O tempo das criadas

Teresa Correia

Professora

O tempo das fadas do lar, as mulheres mais afortunadas, foi também o tempo das “criadas”, as empregadas domésticas a tempo inteiro, que viam nesta profissão um modo de escapar ao trabalho árduo do campo. Nas Beiras, muitas raparigas foram “servir”, ainda crianças, em casas particulares, aí permanecendo, por vezes, até morrer, numa espécie de servilismo vitalício.

No Monólogo de uma mulher chamada Maria com a sua patroa, de Sara Barros Leitão, (2023) pode ler-se: “Criada vem de criar e significa a pessoa que nascia, crescia e morria junto do seu senhor, para o servir em todos os momentos.
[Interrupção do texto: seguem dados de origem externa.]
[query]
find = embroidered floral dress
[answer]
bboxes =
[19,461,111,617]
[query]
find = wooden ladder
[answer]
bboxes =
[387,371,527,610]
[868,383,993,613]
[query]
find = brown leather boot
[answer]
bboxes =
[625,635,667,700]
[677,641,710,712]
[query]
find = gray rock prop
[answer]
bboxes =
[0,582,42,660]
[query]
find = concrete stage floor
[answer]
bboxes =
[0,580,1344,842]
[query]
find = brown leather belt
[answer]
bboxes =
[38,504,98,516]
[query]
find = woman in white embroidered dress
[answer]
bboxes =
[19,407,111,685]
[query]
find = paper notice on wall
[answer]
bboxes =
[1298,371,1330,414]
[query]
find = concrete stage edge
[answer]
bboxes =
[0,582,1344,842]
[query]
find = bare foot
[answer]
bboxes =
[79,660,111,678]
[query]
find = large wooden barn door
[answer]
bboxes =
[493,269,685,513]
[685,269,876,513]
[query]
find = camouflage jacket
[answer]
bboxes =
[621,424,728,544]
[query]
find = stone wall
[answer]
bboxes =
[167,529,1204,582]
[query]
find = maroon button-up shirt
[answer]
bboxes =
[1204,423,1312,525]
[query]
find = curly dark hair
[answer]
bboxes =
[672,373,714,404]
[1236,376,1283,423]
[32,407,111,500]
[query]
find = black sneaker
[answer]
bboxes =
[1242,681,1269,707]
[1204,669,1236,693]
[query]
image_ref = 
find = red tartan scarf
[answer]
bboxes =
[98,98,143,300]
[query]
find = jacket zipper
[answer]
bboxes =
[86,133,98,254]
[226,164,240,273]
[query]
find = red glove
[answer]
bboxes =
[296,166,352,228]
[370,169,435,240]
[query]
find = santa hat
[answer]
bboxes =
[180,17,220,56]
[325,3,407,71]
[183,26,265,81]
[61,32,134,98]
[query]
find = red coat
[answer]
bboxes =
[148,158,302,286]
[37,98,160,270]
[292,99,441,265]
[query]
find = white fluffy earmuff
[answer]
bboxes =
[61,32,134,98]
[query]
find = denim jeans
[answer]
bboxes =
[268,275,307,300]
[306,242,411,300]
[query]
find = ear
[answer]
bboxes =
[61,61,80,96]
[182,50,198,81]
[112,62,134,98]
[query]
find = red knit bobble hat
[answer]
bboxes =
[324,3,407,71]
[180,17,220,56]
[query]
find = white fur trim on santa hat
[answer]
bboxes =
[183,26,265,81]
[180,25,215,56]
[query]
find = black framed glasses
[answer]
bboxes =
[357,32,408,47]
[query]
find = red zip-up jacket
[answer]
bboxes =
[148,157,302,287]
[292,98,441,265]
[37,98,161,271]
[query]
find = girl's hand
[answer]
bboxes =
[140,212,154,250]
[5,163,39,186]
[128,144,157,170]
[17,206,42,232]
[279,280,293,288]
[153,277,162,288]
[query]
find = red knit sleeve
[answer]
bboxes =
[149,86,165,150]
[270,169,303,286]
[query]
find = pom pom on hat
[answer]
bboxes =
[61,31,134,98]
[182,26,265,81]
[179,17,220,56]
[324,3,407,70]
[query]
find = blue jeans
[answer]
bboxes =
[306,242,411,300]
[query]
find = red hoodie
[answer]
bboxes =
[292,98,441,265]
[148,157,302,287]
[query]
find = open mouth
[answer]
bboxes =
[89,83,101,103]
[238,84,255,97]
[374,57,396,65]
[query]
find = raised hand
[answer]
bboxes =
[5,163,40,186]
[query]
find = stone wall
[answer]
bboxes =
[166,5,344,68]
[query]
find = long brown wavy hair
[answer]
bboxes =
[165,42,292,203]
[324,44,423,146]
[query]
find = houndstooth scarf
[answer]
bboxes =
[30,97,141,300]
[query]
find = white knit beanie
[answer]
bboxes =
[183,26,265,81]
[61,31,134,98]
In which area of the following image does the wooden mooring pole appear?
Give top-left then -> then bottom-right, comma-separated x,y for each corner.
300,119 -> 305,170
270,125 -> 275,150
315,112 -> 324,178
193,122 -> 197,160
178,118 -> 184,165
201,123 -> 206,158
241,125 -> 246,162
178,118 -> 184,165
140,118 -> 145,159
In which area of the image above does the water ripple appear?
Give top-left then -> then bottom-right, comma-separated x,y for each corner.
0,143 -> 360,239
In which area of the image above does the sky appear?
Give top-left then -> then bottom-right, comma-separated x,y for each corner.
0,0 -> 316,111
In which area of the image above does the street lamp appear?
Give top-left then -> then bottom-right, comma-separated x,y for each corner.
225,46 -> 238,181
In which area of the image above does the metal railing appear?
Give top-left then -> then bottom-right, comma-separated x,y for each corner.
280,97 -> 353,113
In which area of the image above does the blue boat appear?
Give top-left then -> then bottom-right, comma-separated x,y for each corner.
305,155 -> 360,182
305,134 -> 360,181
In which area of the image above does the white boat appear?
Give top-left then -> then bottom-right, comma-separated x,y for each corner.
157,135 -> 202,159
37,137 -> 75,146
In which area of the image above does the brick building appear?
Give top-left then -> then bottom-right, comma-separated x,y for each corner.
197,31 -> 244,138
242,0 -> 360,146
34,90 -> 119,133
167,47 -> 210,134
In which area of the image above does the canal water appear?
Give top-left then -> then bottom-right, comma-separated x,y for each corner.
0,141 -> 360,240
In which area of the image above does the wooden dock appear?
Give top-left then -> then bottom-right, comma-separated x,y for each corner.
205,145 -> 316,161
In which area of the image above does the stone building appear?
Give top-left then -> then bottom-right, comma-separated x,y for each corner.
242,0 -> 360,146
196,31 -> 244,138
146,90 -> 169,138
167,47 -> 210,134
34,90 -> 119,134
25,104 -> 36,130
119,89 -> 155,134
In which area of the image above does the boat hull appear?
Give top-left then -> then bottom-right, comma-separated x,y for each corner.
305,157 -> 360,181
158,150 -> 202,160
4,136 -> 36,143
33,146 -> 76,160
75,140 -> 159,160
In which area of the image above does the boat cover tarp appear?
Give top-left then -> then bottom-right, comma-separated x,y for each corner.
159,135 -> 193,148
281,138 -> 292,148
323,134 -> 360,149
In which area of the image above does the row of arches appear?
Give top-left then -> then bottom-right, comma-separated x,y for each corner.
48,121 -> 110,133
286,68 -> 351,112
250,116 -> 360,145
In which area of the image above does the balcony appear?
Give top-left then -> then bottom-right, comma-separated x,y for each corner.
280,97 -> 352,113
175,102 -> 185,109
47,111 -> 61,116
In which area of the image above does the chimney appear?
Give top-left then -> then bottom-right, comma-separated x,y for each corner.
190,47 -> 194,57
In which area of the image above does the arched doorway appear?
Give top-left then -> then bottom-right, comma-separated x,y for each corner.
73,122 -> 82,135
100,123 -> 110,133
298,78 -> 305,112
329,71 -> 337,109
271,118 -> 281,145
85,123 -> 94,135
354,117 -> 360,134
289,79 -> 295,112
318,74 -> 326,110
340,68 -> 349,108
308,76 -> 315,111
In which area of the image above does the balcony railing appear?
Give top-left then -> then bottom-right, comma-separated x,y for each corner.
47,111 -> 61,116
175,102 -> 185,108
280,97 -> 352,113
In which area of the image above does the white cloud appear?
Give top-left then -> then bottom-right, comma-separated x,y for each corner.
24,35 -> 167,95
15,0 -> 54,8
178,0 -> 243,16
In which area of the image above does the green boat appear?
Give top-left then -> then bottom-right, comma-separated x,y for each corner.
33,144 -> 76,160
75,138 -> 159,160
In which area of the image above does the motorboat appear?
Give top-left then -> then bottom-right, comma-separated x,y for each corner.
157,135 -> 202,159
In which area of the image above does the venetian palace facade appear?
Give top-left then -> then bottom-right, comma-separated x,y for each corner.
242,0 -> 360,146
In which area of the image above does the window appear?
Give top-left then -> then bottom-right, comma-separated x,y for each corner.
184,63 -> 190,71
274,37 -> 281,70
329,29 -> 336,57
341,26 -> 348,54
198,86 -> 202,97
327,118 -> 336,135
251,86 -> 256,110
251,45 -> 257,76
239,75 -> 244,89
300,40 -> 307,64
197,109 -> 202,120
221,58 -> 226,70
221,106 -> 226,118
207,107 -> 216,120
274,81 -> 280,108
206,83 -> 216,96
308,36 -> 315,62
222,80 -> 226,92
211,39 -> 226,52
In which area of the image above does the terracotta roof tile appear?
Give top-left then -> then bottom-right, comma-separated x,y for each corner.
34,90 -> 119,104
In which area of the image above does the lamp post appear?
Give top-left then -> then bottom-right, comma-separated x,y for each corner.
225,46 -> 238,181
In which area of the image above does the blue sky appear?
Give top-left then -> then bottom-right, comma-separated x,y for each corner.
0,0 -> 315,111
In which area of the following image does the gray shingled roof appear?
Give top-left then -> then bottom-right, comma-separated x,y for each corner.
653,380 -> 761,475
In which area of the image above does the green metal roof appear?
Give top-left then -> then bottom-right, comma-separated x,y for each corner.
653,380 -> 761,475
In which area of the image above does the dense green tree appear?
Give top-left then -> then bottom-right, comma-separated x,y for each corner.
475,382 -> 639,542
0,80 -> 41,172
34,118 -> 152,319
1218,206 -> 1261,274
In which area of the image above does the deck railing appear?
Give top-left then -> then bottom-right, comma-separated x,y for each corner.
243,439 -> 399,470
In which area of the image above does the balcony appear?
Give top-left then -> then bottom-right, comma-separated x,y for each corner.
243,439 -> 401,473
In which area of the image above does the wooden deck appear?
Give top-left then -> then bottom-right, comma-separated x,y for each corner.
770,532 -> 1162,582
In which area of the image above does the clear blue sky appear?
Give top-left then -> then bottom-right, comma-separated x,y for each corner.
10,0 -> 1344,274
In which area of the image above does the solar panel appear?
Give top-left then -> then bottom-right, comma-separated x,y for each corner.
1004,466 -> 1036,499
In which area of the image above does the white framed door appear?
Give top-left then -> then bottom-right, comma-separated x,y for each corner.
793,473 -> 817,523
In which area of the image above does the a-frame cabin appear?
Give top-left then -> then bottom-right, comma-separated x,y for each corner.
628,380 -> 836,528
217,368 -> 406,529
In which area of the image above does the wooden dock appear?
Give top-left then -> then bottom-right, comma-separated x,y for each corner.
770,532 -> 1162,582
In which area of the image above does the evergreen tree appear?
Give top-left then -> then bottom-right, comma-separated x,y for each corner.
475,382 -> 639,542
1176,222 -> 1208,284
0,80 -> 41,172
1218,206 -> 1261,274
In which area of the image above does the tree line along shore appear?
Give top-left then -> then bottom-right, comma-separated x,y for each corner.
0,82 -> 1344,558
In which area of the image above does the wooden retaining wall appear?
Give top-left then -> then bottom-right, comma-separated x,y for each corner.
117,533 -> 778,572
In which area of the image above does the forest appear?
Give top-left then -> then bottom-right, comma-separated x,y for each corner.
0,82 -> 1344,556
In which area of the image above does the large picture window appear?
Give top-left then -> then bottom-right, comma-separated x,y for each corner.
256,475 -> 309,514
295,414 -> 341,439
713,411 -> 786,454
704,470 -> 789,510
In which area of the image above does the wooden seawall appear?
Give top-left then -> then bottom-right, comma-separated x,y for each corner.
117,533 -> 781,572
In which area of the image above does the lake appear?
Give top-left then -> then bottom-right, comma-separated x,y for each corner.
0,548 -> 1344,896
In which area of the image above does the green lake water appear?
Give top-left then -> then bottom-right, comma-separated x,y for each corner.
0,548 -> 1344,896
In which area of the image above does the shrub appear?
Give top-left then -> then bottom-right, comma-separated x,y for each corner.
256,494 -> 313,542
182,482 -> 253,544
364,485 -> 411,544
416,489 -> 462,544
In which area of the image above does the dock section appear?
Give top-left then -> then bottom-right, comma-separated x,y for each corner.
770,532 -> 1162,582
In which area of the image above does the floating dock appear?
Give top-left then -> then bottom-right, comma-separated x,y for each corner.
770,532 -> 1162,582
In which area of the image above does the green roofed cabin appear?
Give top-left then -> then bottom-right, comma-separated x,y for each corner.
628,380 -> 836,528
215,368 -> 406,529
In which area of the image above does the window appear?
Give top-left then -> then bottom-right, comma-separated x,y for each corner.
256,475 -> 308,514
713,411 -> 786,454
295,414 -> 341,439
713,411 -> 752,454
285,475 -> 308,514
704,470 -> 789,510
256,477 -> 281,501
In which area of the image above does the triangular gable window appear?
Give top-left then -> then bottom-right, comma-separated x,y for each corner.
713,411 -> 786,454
Criada para todo o serviço.” (p. 12) Eram mulheres do povo, viviam discretamente, pareciam não ter idade, chamavam-lhes membros da família, talvez para justificar o “quartinho” e o mísero salário a que tinham direito.

O título do texto adaptado por SBL ao teatro advém de uma obra maior da nossa literatura: Novas Cartas Portuguesas, de Maria Isabel Barreno, Maria Teresa Horta e Maria Velho da Costa. Editado em 1971, dele consta o “Monólogo de uma mulher chamada Maria, com a sua patroa”, onde a jovem pede desculpa à senhora pelos seus “ataques” que a fazem perder os sentidos, impedindo-a de dar continuidade às tarefas domésticas. Justifica-os com a “pancada” que lhe é desferida pelo seu “homem”, desde que voltou de África, “transtornado da cabeça” por causa da guerra. Na “Carta de uma mulher de nome Maria para sua filha Maria Ana a servir em Lisboa”, a mãe lamenta a “perdição” da filha que foi servir para casa de uma fidalga, contra a vontade do pai, que a queria casada e a trabalhar nos campos, como era habitual por aquelas paragens.

Ser empregada doméstica ou “criada” era, então, um modo de escapar a uma vida de miséria, num país em que ser filho de pobre significava, quase irremediavelmente, continuar a ser pobre, condição especialmente desfavorável para as mulheres, dotadas de pouca instrução e sujeitas aos costumes patriarcais.

Sobre a condição de ser mulher antes e depois do 25 de Abril, Esperança Cruz Romano, assistente operacional numa escola, escreveu 171 quadras a que deu o nome Ai, Maria! que vidas. Num registo popular, exibe um olhar inteligente e corajoso sobre a vida de Benvinda, personagem central desta estória: “Chega o pai a casa e diz:/ – Vêm falar connosco, amanhã!/ P´ra Benvinda ir servir p’ra casa/ Dum industrial na Covilhã.”; ao entusiamo do pai contrapõe-se o ceticismo da mãe, mais atenta: “Vai p’rá cidade… nova vida/Deixa assim…a casa dos pais!/Conhecendo os patrões, oxalá!/Não vá agradar demais!”, pois era “Comum, em certos senhores!/grande porte…pouca decência!/A troco de tudo ou de nada,/Roubam às pequenas  a inocência.”

Elas, as criadas de servir, foram elementos fundamentais na organização doméstica de muitas famílias, algumas sem terem escolhido esse destino, outras porque foi o caminho que encontraram para depois iniciarem distintas travessias. Em todos os casos, elas ajudam a retratar uma sociedade que foi sempre mais impositiva para as mulheres, delineando percursos e ditando escolhas que as afastaram do espaço público, impedindo-as de serem livres. Revolução de Abril alterou, significativamente, as das mulheres, melhorando-a, abrindo caminho para muitas conquistas ainda em curso.